A rare look at Shakespeare
September 2008 — An exhibit at the Boston Public Library, co-curated by English professors Scott Maisano and Cheryl Nixon as well as several graduate students, “All the World’s a Page: 400 Years of Shakespeare in Print”—on display in the BPL’s Rare Books Exhibition Room through September 30—raises more questions than it answers, serving as a launching pad for an examination of the assumptions students and scholars alike have about William Shakespeare.
The exhibit is the latest in a series produced through a partnership with the BPL, that is led on the UMass Boston side by Nixon, who served as the lead grant writer in a successful effort to land a President’s Creative Economy Grant, the funder of the partnership, which began with a Nixon-curated exhibit, “Crooks, Rogues, and Maids Less Than Virtuous.”
In the current exhibit, the centuries-old books resting behind protective glass are not so much diamonds in the rough as they are hidden jewels: flawed, one-of-a-kind copies of the Bard’s most famous works, each worth millions.
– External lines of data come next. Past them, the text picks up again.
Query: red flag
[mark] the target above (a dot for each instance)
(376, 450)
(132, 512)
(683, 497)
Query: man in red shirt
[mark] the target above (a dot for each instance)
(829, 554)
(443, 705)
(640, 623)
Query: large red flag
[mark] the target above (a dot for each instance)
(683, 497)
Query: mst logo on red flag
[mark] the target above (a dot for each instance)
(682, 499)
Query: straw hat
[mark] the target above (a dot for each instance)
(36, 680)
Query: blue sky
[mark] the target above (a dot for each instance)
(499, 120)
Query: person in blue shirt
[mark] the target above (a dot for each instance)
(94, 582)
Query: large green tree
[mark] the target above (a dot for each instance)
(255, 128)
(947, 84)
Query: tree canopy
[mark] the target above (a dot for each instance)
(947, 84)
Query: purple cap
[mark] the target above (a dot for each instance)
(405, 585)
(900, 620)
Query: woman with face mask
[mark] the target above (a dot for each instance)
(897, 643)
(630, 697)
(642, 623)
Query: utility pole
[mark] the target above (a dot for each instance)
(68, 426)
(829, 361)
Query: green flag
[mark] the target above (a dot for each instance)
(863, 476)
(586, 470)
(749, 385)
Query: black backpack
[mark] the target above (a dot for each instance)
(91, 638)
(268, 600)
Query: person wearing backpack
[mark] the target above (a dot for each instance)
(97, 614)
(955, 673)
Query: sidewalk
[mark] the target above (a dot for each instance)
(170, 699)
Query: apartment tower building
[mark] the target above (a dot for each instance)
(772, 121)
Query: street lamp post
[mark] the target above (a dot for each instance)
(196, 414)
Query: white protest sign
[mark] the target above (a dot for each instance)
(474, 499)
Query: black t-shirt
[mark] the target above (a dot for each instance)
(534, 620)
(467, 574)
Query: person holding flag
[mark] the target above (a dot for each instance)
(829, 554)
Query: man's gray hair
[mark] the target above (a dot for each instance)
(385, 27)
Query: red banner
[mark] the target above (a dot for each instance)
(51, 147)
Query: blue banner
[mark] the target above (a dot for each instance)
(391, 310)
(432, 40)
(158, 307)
The theory behind the display, according to Maisano, is “to show how and why books themselves—as objects free of the content within—influence our understanding of a particular work.”
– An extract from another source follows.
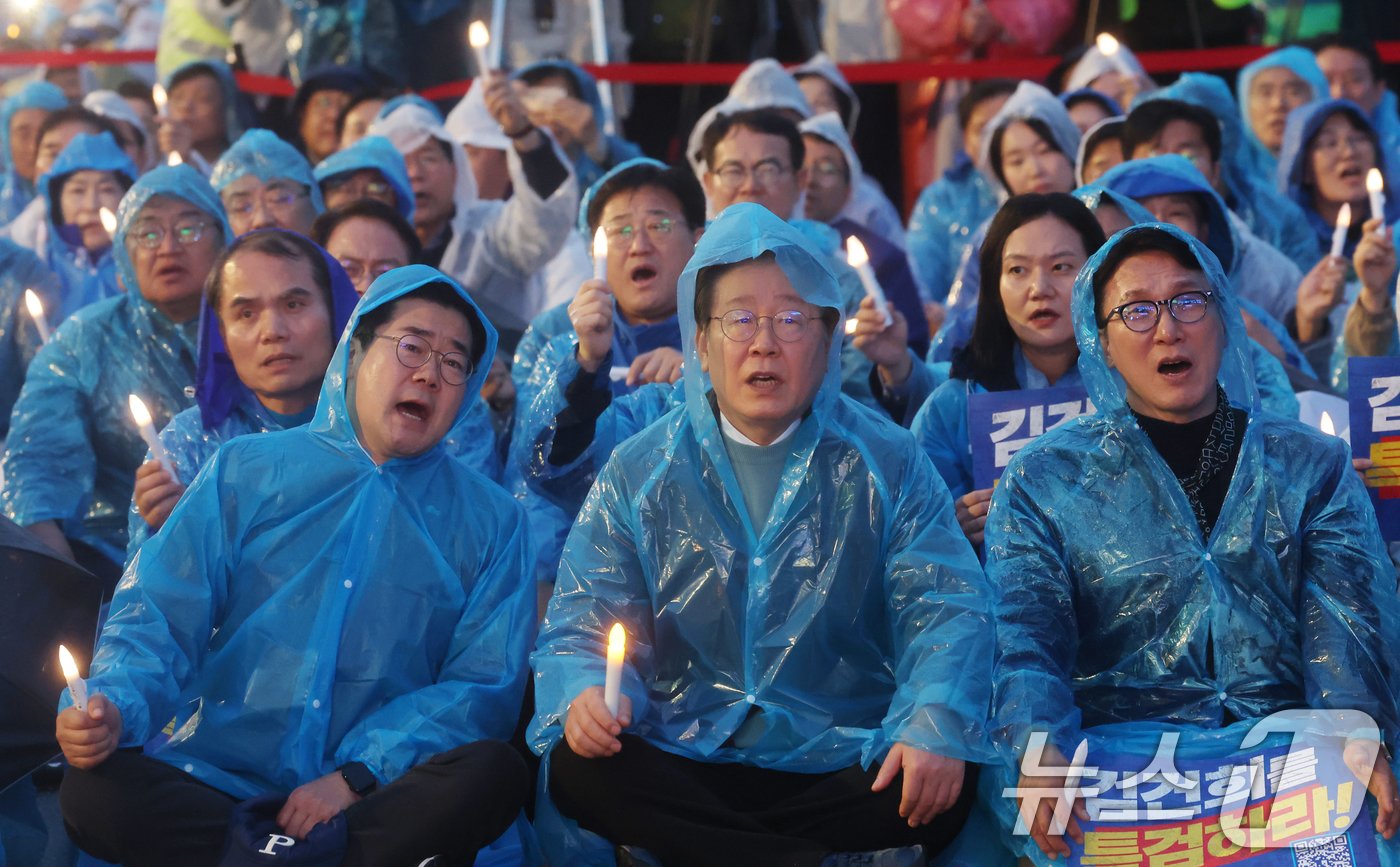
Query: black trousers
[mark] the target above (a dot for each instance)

Maisano said he began mulling this idea last year, and explored it more fully in an essay he wrote for the Shakespeare Yearbook titled “Shakespeare’s Dead Sea Scroll: On the Apocryphal Appearance of Pericles,” about one of Shakespeare’s less-frequently-taught plays. Considered a “bad quarto” because it is not included in Shakespeare’s First Folio (the first “complete” collection of his work, printed in 1623), this play was not an accurate reflection of the Bard’s abilities, according to conventional wisdom. Shakespeare, it was felt, couldn’t have written a bad play; printers must have botched the job.
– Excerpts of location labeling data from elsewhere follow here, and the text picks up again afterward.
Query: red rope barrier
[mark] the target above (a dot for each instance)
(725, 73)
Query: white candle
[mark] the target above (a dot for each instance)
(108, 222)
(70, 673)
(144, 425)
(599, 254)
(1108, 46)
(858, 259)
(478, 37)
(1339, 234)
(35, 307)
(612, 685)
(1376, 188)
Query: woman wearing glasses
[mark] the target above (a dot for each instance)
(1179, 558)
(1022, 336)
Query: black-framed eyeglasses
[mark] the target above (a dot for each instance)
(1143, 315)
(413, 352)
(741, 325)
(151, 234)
Maisano, however, saw things in a different light. His article proposed that Pericles was supposed to look like the remnant of a lost civilization, a ravaged land like the biblical Sodom and Gomorrah, and that its faults were not incidental or accidental, but central to understanding the play. As an example, Maisano cites The Norton Complete Works of Shakespeare, a commonly used undergraduate English student’s book, for which editors reconstructed the text of Pericles, removing anything that didn’t jibe with their preconceived ideas of what the play might have looked like before going to print.
“Students will encounter a 20th-century fabrication rather than the play Shakespeare’s contemporaries would have read,” he said. He also pointed out that Hamlet’s most famous line, “To be or not to be, that is the question,” does not appear as such in a 1603 version of the text. So which Hamlet is correct? Maisano says that readers could despair at this lack of consistency, or they can recognize it for what it is: a demand for active interpretation, rather than rote recitation, of Shakespeare’s texts.
By Geoffrey Kula, The University Reporter.